The rumors about Hoover, a lifelong bachelor, stemmed from his unusually close relationship with Tolson, his longtime deputy. Hoover and Tolson “had lunch every day together, they drove into work every day together, they took vacations together, had dinners together,” said Charles, the Penn State historian. “When Hoover died, he willed most of his estate to Tolson. So it’s all very suggestive.”

But contrary to film lore, such as in the 2011 movie “J. Edgar” (starring Leonardo DiCaprio and directed by Clint Eastwood), Charles concludes that there is no definitive proof, one way or another, about the precise nature of their relationship — and that it ultimately doesn’t matter. “Was it gay or were they just really good friends?” he says. “Did they have a bizarre relationship that we can’t explain? We simply don’t know.”

Hoover and Toulson
Hoover and Toulson

FBI Chief J. Edgar Hoover, left,and his assistant Clyde Toulson enjoy a rolling chair ride on the boardwalk in Atlantic City, N.J. on Sept. 8, 1938. (AP Photo)

But what we do know now, says Charles, is that the FBI’s “sex deviates” program continued for years and had a real-life impact on tens of thousands of federal workers. His book documents how the FBI recruited informants to spy on the first gay activist groups in the 1960s. The bureau also expanded its efforts to collect and disseminate the names of gays beyond those employed in the U.S. government to also include academics at universities and officers in local police departments.

After serving as FBI director for 37 years, under six presidents, Hoover died in May 1972. It was not until December 1977, after a series of post-Watergate reforms that included an expanded Freedom of Information Act, that the bureau sought permission from the National Archives to destroy its “sex deviates” files.

“[These records] contain massive amounts of material that relate to matters of individual sexual conduct and thus seem to infringe on personal privacy,” wrote a bureau official in the Records Disposition Division in amemo describing the cache of material to be destroyed. “In addition, portions of this material involve unsubstantiated accusations and allegations.”

Since then, the FBI — along with the rest of the country — has changed substantially on all matters relating to sexual orientation. The FBI now has an LGBT program and sponsors LGBT Pride Month events.
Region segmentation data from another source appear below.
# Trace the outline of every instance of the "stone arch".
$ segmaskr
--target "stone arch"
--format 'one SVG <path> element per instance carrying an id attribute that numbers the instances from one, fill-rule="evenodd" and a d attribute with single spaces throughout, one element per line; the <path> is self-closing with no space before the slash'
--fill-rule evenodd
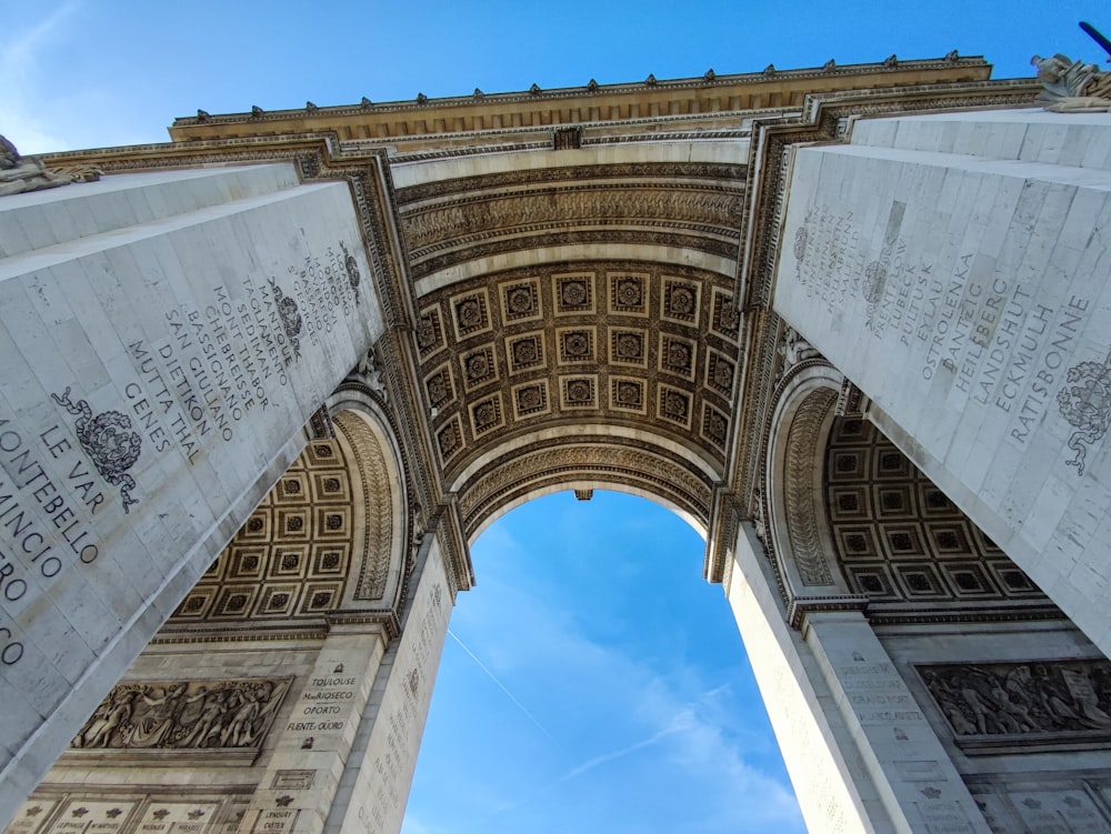
<path id="1" fill-rule="evenodd" d="M 620 426 L 533 432 L 490 450 L 457 481 L 464 534 L 474 541 L 509 510 L 560 490 L 613 489 L 655 501 L 705 537 L 708 464 L 679 444 Z"/>
<path id="2" fill-rule="evenodd" d="M 167 623 L 167 631 L 394 611 L 409 512 L 397 445 L 367 402 L 339 403 Z M 156 641 L 159 637 L 156 637 Z"/>
<path id="3" fill-rule="evenodd" d="M 780 592 L 790 605 L 805 596 L 845 595 L 833 562 L 822 460 L 842 376 L 823 361 L 807 360 L 781 382 L 765 459 L 765 545 Z"/>

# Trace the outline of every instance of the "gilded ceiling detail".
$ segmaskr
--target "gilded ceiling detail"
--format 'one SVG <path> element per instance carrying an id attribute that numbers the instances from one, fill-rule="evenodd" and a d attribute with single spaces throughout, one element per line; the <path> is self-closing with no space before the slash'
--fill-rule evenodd
<path id="1" fill-rule="evenodd" d="M 340 413 L 338 436 L 313 440 L 201 576 L 170 625 L 319 617 L 387 586 L 390 480 L 378 440 Z"/>
<path id="2" fill-rule="evenodd" d="M 731 292 L 705 270 L 591 261 L 424 297 L 414 339 L 447 480 L 509 438 L 583 423 L 668 439 L 723 472 L 739 362 Z"/>
<path id="3" fill-rule="evenodd" d="M 735 259 L 744 167 L 569 165 L 399 189 L 419 280 L 492 254 L 570 243 L 689 249 Z"/>
<path id="4" fill-rule="evenodd" d="M 838 562 L 875 603 L 1048 601 L 871 423 L 837 420 L 825 498 Z"/>

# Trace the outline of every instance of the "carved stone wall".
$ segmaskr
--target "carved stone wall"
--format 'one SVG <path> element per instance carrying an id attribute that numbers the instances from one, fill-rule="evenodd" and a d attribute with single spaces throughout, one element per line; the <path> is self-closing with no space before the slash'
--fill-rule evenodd
<path id="1" fill-rule="evenodd" d="M 728 164 L 567 165 L 398 190 L 411 274 L 569 243 L 625 242 L 735 259 L 744 168 Z"/>
<path id="2" fill-rule="evenodd" d="M 1107 660 L 937 664 L 917 670 L 965 752 L 1111 747 Z"/>
<path id="3" fill-rule="evenodd" d="M 128 681 L 74 736 L 81 751 L 233 750 L 258 753 L 289 690 L 286 680 Z M 146 763 L 180 765 L 180 756 Z"/>

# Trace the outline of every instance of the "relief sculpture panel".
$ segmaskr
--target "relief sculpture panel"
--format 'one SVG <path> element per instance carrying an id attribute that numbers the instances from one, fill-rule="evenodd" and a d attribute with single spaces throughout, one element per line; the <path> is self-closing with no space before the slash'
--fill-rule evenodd
<path id="1" fill-rule="evenodd" d="M 1111 744 L 1107 660 L 917 669 L 965 752 L 999 744 Z"/>
<path id="2" fill-rule="evenodd" d="M 71 747 L 257 752 L 291 681 L 121 683 L 84 723 Z"/>

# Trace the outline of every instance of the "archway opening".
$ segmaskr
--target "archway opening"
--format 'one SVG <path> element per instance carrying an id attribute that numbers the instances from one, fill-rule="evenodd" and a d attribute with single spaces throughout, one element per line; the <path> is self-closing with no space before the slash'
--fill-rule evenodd
<path id="1" fill-rule="evenodd" d="M 802 831 L 735 623 L 673 512 L 549 494 L 472 545 L 404 834 Z"/>

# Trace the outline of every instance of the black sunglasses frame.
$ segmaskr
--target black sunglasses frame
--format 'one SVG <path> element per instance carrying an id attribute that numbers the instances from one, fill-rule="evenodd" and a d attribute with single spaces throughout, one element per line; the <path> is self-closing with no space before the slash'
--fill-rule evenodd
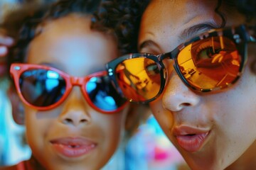
<path id="1" fill-rule="evenodd" d="M 156 96 L 153 97 L 152 98 L 144 101 L 134 101 L 132 98 L 127 98 L 127 99 L 129 101 L 134 101 L 135 103 L 147 103 L 150 101 L 152 101 L 157 98 L 162 93 L 166 83 L 166 77 L 168 77 L 168 72 L 166 71 L 166 69 L 165 68 L 165 66 L 163 63 L 163 60 L 165 59 L 171 59 L 174 60 L 174 68 L 175 71 L 176 72 L 178 76 L 181 78 L 182 81 L 191 89 L 193 91 L 201 93 L 201 92 L 210 92 L 213 91 L 220 91 L 223 89 L 225 89 L 230 85 L 235 84 L 240 76 L 242 74 L 242 72 L 243 71 L 243 69 L 245 67 L 245 65 L 246 64 L 247 61 L 247 55 L 245 55 L 245 49 L 247 47 L 247 43 L 250 42 L 256 42 L 255 41 L 255 37 L 251 36 L 248 33 L 248 30 L 252 30 L 252 28 L 250 28 L 246 27 L 244 25 L 240 25 L 237 27 L 230 27 L 227 28 L 220 28 L 220 29 L 214 29 L 211 30 L 207 33 L 203 33 L 200 35 L 199 36 L 195 37 L 182 44 L 178 45 L 176 48 L 175 48 L 174 50 L 169 52 L 160 54 L 158 55 L 149 54 L 149 53 L 131 53 L 128 54 L 124 56 L 122 56 L 119 58 L 117 58 L 115 60 L 112 60 L 111 62 L 108 62 L 106 64 L 107 71 L 108 72 L 108 75 L 110 77 L 111 80 L 113 81 L 114 86 L 117 88 L 118 92 L 123 96 L 123 97 L 126 98 L 126 96 L 124 96 L 123 93 L 122 92 L 122 90 L 119 88 L 117 81 L 116 79 L 115 76 L 115 69 L 119 64 L 121 62 L 127 60 L 131 60 L 133 58 L 138 58 L 138 57 L 144 57 L 144 58 L 148 58 L 156 62 L 156 64 L 158 66 L 158 68 L 160 72 L 161 75 L 161 85 L 160 89 L 158 92 L 158 94 L 156 95 Z M 232 40 L 233 42 L 235 44 L 236 47 L 238 49 L 238 51 L 239 52 L 239 55 L 241 56 L 241 62 L 240 66 L 239 68 L 239 72 L 238 73 L 237 77 L 229 84 L 227 84 L 227 86 L 223 87 L 216 87 L 214 89 L 198 89 L 196 86 L 192 86 L 191 84 L 188 83 L 188 81 L 186 79 L 183 74 L 181 73 L 181 69 L 179 69 L 179 67 L 178 65 L 177 62 L 177 57 L 179 54 L 179 52 L 186 46 L 191 44 L 192 42 L 203 40 L 205 38 L 209 38 L 209 37 L 219 37 L 219 36 L 223 36 L 225 38 L 228 38 L 230 40 Z"/>

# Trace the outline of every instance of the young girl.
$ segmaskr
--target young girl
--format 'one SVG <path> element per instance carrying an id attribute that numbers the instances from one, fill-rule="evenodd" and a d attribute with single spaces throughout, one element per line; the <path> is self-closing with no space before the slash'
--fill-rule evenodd
<path id="1" fill-rule="evenodd" d="M 117 149 L 131 110 L 104 71 L 119 53 L 100 4 L 64 0 L 26 19 L 8 59 L 32 157 L 1 169 L 100 169 Z"/>
<path id="2" fill-rule="evenodd" d="M 142 11 L 131 1 L 132 8 L 125 1 L 129 11 Z M 137 47 L 146 54 L 119 57 L 108 71 L 129 101 L 150 102 L 192 169 L 256 167 L 255 6 L 255 1 L 150 1 L 141 18 L 126 13 L 127 25 L 140 25 Z"/>

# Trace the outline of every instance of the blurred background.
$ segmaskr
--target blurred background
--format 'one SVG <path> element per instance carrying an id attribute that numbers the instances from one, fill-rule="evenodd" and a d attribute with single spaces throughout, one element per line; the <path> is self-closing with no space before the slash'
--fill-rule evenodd
<path id="1" fill-rule="evenodd" d="M 50 3 L 53 0 L 0 0 L 0 23 L 8 12 L 19 8 L 23 3 L 32 1 Z M 1 62 L 0 67 L 3 67 Z M 7 96 L 9 86 L 6 76 L 1 76 L 0 166 L 28 159 L 31 154 L 24 137 L 24 127 L 16 125 L 13 120 Z M 177 170 L 188 168 L 154 118 L 150 115 L 125 144 L 120 144 L 115 155 L 103 169 Z"/>

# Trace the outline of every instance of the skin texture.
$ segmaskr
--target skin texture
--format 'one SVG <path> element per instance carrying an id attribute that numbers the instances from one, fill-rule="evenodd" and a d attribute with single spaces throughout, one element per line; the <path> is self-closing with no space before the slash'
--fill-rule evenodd
<path id="1" fill-rule="evenodd" d="M 27 62 L 50 65 L 75 76 L 102 70 L 105 63 L 117 57 L 117 44 L 90 26 L 90 16 L 75 14 L 46 23 L 28 47 Z M 54 109 L 39 111 L 25 106 L 27 140 L 47 169 L 100 169 L 118 146 L 127 112 L 127 107 L 114 114 L 99 113 L 74 86 Z M 85 139 L 95 147 L 78 157 L 65 157 L 50 142 L 63 137 Z"/>
<path id="2" fill-rule="evenodd" d="M 139 51 L 170 52 L 187 39 L 219 27 L 222 20 L 214 11 L 216 4 L 216 1 L 152 1 L 142 17 Z M 226 26 L 244 23 L 244 17 L 235 11 L 223 11 Z M 189 28 L 202 23 L 208 26 L 191 30 L 188 33 Z M 172 64 L 168 68 L 169 77 L 165 89 L 150 107 L 192 169 L 224 169 L 229 166 L 227 169 L 252 169 L 256 166 L 253 161 L 256 156 L 256 75 L 250 69 L 256 57 L 255 47 L 255 45 L 249 45 L 247 64 L 242 77 L 222 92 L 196 93 L 172 72 Z M 191 134 L 200 131 L 208 136 L 199 148 L 188 151 L 181 147 L 174 134 L 175 129 L 181 127 L 190 129 Z"/>

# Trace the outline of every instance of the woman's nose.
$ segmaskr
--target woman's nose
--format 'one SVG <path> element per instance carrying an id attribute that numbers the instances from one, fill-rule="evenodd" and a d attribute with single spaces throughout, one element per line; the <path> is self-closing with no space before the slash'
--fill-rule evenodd
<path id="1" fill-rule="evenodd" d="M 171 111 L 180 111 L 185 107 L 196 106 L 199 101 L 199 96 L 189 89 L 174 72 L 164 91 L 164 108 Z"/>
<path id="2" fill-rule="evenodd" d="M 64 102 L 60 118 L 62 123 L 78 126 L 91 121 L 88 104 L 78 86 L 74 87 Z"/>

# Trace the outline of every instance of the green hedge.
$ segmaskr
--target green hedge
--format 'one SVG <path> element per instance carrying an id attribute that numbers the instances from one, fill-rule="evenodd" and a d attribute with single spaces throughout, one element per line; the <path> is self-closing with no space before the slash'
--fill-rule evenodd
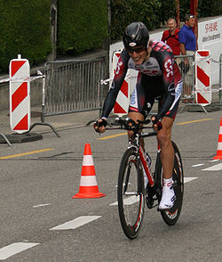
<path id="1" fill-rule="evenodd" d="M 51 53 L 50 1 L 0 0 L 0 72 L 10 60 L 22 58 L 36 64 Z"/>
<path id="2" fill-rule="evenodd" d="M 149 30 L 165 23 L 175 15 L 175 2 L 160 0 L 111 0 L 111 39 L 119 38 L 125 27 L 133 21 L 143 21 Z"/>
<path id="3" fill-rule="evenodd" d="M 58 4 L 59 53 L 101 47 L 107 37 L 107 1 L 62 0 Z"/>
<path id="4" fill-rule="evenodd" d="M 120 39 L 125 27 L 136 20 L 143 21 L 149 30 L 164 25 L 175 17 L 175 0 L 111 0 L 111 39 Z M 190 12 L 190 0 L 179 1 L 180 21 Z M 198 1 L 198 18 L 221 15 L 220 1 Z"/>

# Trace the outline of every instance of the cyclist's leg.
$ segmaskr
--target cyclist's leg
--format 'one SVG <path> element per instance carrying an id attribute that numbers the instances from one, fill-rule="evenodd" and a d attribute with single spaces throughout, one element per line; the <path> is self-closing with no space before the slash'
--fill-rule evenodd
<path id="1" fill-rule="evenodd" d="M 177 86 L 179 88 L 179 86 Z M 180 96 L 180 95 L 179 95 Z M 170 108 L 166 116 L 163 117 L 162 120 L 163 128 L 158 131 L 157 141 L 161 148 L 161 161 L 163 172 L 163 186 L 162 200 L 159 204 L 160 209 L 170 209 L 175 201 L 175 192 L 173 190 L 173 181 L 172 181 L 172 170 L 174 164 L 174 151 L 171 144 L 171 128 L 173 125 L 174 119 L 177 114 L 179 96 L 175 98 L 175 103 Z M 163 102 L 164 96 L 163 97 L 161 103 Z"/>
<path id="2" fill-rule="evenodd" d="M 157 134 L 157 141 L 161 148 L 161 161 L 163 169 L 163 177 L 169 179 L 172 176 L 174 161 L 173 147 L 171 144 L 171 128 L 173 119 L 164 117 L 162 120 L 163 128 Z"/>

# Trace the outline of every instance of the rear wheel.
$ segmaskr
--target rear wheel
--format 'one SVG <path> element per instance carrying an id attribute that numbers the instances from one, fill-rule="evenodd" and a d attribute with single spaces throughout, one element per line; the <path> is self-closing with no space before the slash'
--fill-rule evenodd
<path id="1" fill-rule="evenodd" d="M 169 225 L 174 225 L 180 215 L 183 203 L 183 195 L 184 195 L 184 172 L 181 156 L 178 151 L 178 146 L 174 142 L 172 142 L 172 146 L 174 149 L 174 167 L 172 172 L 173 179 L 173 189 L 176 194 L 176 201 L 173 207 L 170 209 L 161 210 L 161 215 L 164 222 Z M 160 181 L 163 184 L 163 168 L 160 157 L 158 158 L 157 163 L 157 176 L 159 176 Z M 159 201 L 161 196 L 159 198 Z"/>
<path id="2" fill-rule="evenodd" d="M 123 230 L 130 239 L 138 236 L 145 205 L 143 173 L 133 147 L 123 156 L 118 176 L 118 210 Z"/>

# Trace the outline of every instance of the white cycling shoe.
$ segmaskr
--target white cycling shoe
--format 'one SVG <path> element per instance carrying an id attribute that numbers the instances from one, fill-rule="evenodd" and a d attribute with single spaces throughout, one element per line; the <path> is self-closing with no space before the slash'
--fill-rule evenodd
<path id="1" fill-rule="evenodd" d="M 168 179 L 166 179 L 168 180 Z M 164 183 L 162 192 L 162 199 L 159 204 L 159 209 L 169 209 L 174 205 L 176 195 L 172 188 L 172 181 Z"/>

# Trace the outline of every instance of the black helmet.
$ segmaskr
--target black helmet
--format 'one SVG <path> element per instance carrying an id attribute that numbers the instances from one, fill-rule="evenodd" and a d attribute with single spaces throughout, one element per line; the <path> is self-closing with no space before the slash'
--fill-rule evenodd
<path id="1" fill-rule="evenodd" d="M 142 22 L 131 23 L 125 29 L 123 41 L 126 50 L 136 46 L 147 49 L 149 41 L 148 29 Z"/>

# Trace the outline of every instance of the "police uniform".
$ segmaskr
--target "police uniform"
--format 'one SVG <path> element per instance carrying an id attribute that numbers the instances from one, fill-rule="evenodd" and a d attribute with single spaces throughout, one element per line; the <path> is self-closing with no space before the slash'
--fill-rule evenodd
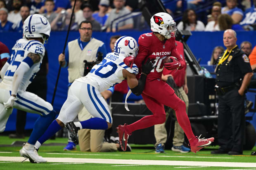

Director Jim Comey recently added “diversity” to the list of FBI “core values” and, in a recent email, made it clear he meant that to include accepting gays and lesbians.

When one FBI employee raised questions about the extent of the bureau’s LGBT outreach and expressed his discomfort, Comey wrote back a lengthy response defending the bureau’s efforts as an important “signal” to “gay and lesbian colleagues.”

“The goal should be to show current and potential employees that we are a welcoming family that cares about all our folks, regardless of who they love,” Comey wrote.

The email went out to all FBI employees from Comey’s office — at the J. Edgar Hoover Building.